On Wednesday May 3, 2017, AFIDEP’s Dr Eliya Zulu (Executive Director), Dr Rose Oronje (Director of Science Communication & Evidence Uptake), and Ms Nissily Mushani (Knowledge Translation Officer) held a briefing with Malawi’s Minister of Labour, Youth, Sports and Manpower Development, Mr Henry Musa.
The Minister requested for the briefing in order for him and his senior management team to get a better understanding of what Malawi needs to do to harness a sizeable demographic dividend. The Minister and his top officials were particularly keen to understand what the Ministry of Youth needs to do to steer the country’s efforts towards harnessing a sizeable demographic dividend.
The demographic dividend refers to the accelerated economic growth that is initiated by a rapid decline in fertility and mortality that results in a change in the age structure from one dominated by child dependents to one dominated by economically productive working adults.
The African Union has declared the demographic dividend as its theme for 2017, and Malawi’s President, Hon. Dr Peter Mutharika, is the UN Champion for demographic dividend in Africa. Malawi is therefore undertaking wide ranging activities to embrace the demographic dividend paradigm in its planning and resource allocation efforts in order to translate the commitments on the demographic dividend into action.
In the briefing, Dr Zulu outlined the four main things that Malawi, as well as other African countries, need to do in order to harness a sizeable demographic dividend.
Step 1: Conduct a demographic dividend profile study
Malawi has already conducted a demographic dividend profile study, which has outlined what the country’s prospects for harnessing the demographic dividend. The study recommended the need for Malawi to invest in interventions that reduce fertility to address its current high-child dependency burden, including increasing access to contraception, and keeping girls in school. Simultaneous interventions that need to go alongside reducing fertility include those interventions that: enhance education and skills development, improve the health of all Malawians, spur economic growth to create productive jobs, and improve governance and accountability.
Through the leadership of the Finance, Economic Planning and Development ministry, the country is currently conducting intensive dissemination of the results of the study at national and subnational levels in order to increase awareness as well as strengthen support and commitment at different leadership levels to implementing the dividend. AFIDEP led the conduct of this study under a partnership with the UNFPA.
Step 2: Develop a demographic dividend roadmap
Once countries understand their demographic dividend prospects, they need to develop a detailed roadmap that outlines what they will do in order to reap a sizable demographic dividend. This roadmap should identify the “game-changer’ interventions that countries need to undertake to realize a sizeable dividend. To be impactful, the interventions need to break away from “business as usual’ to identify what countries need to do differently for them to maximize on the dividend.

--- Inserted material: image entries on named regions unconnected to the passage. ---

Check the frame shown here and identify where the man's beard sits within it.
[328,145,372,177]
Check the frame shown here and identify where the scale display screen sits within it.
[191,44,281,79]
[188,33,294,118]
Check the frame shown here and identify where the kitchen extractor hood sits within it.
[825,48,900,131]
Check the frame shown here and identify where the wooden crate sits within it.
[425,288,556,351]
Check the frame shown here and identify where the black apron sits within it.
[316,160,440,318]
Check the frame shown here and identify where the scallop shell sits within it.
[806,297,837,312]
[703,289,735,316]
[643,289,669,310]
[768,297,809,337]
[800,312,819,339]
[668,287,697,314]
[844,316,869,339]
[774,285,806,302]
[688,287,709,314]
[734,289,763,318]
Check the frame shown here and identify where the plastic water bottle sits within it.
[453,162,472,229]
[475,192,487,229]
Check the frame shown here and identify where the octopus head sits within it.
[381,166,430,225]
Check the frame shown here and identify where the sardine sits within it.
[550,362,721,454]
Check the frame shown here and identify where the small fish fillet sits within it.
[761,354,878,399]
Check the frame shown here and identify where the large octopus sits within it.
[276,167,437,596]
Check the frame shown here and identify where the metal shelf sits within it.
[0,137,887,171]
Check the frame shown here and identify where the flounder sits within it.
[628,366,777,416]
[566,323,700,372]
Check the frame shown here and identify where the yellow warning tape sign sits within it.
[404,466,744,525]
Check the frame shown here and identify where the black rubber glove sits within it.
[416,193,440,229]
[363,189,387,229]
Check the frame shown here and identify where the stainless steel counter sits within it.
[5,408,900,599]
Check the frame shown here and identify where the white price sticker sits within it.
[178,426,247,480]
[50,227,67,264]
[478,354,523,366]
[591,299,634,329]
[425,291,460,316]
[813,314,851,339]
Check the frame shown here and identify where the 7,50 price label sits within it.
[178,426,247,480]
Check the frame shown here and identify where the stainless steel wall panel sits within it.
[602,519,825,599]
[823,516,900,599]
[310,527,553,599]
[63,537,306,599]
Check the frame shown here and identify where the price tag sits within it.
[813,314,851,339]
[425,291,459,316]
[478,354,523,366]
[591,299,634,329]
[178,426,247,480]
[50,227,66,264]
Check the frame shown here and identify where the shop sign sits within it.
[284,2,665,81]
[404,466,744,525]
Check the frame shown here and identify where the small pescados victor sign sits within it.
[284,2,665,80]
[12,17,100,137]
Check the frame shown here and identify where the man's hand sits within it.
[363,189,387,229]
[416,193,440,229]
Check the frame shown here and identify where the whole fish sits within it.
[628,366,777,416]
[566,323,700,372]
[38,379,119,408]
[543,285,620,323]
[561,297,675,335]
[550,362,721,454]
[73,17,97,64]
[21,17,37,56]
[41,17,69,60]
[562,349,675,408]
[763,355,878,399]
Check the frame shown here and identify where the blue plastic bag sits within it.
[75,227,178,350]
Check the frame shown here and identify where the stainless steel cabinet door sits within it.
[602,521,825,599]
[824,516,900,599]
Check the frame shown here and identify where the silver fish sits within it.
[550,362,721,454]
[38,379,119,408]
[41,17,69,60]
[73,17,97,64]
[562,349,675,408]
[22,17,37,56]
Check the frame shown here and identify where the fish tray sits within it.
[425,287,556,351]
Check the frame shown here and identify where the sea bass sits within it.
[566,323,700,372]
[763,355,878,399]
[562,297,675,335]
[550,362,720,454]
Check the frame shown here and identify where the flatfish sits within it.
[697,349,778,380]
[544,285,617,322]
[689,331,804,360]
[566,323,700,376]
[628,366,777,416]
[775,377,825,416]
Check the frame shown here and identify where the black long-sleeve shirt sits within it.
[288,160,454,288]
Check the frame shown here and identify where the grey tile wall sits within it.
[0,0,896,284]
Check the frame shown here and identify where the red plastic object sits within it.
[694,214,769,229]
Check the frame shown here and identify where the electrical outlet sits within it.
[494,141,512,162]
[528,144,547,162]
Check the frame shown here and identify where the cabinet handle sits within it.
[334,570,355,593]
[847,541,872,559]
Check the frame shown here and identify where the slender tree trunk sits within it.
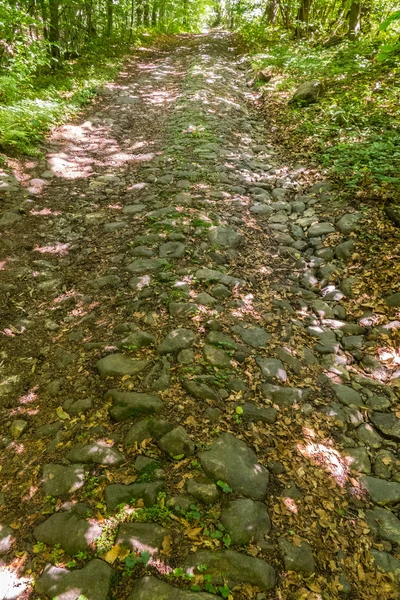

As such, these interventions need to be informed by critical analyses of what countries have been doing, and things that need to change if countries are to transform their socio-economic prospects.
Malawi is already undertaking the development of its next five-year development plan, the third Malawi Growth and Development Strategy (MGDS III), and it is through this process that the country is defining its roadmap for the implementation of its demographic dividend commitments.
The African Union has developed a continental roadmap for harnessing the demographic dividend that countries could domesticate to their local contexts.
Step 3: Mainstream the demographic dividend in national annual development plans
The third step is to mainstream the demographic dividend into annual development plans and budgets. This will ensure that countries implement actions aimed at enabling them to harness a sizeable demographic dividend. Malawi will get to this step once it completes the development of the MGDS III.
Step 4: Implement, monitor, learn and evaluate
The final stage is implementing actions or programmes that will enable countries reap a demographic dividend. An important part of this is continuous monitoring and learning to enable programme improvement, and evaluation to assess effectiveness.
With this understanding the Minister wanted to know specific things that the Ministry of Youth should be doing in the short-term, medium-term and long-term. Dr. Zulu noted that except for broad recommendations contained in Malawi’s demographic dividend profile study report, we still do not know the game-changer interventions that the Ministry and other government agencies need to undertake. To identify these interventions, we need to conduct in-depth policy and programme analyses. He noted that he hopes the MGDS III will identify these interventions. He also noted that there were opportunities for the Ministry to work with AFIDEP and other researchers in conducting critical analyses that will identify specific interventions that the Ministry needs to undertake in addition to what will be identified by the MGDS III.
The meeting ended with the Minister recommending that AFIDEP holds further meetings with his technical team led by the Principal Secretary, Dr Luckie Sikwese, to chart way in which the Ministry will identify its game changer interventions that it needs to prioritise in efforts to enabling the country to harness a sizable demographic dividend.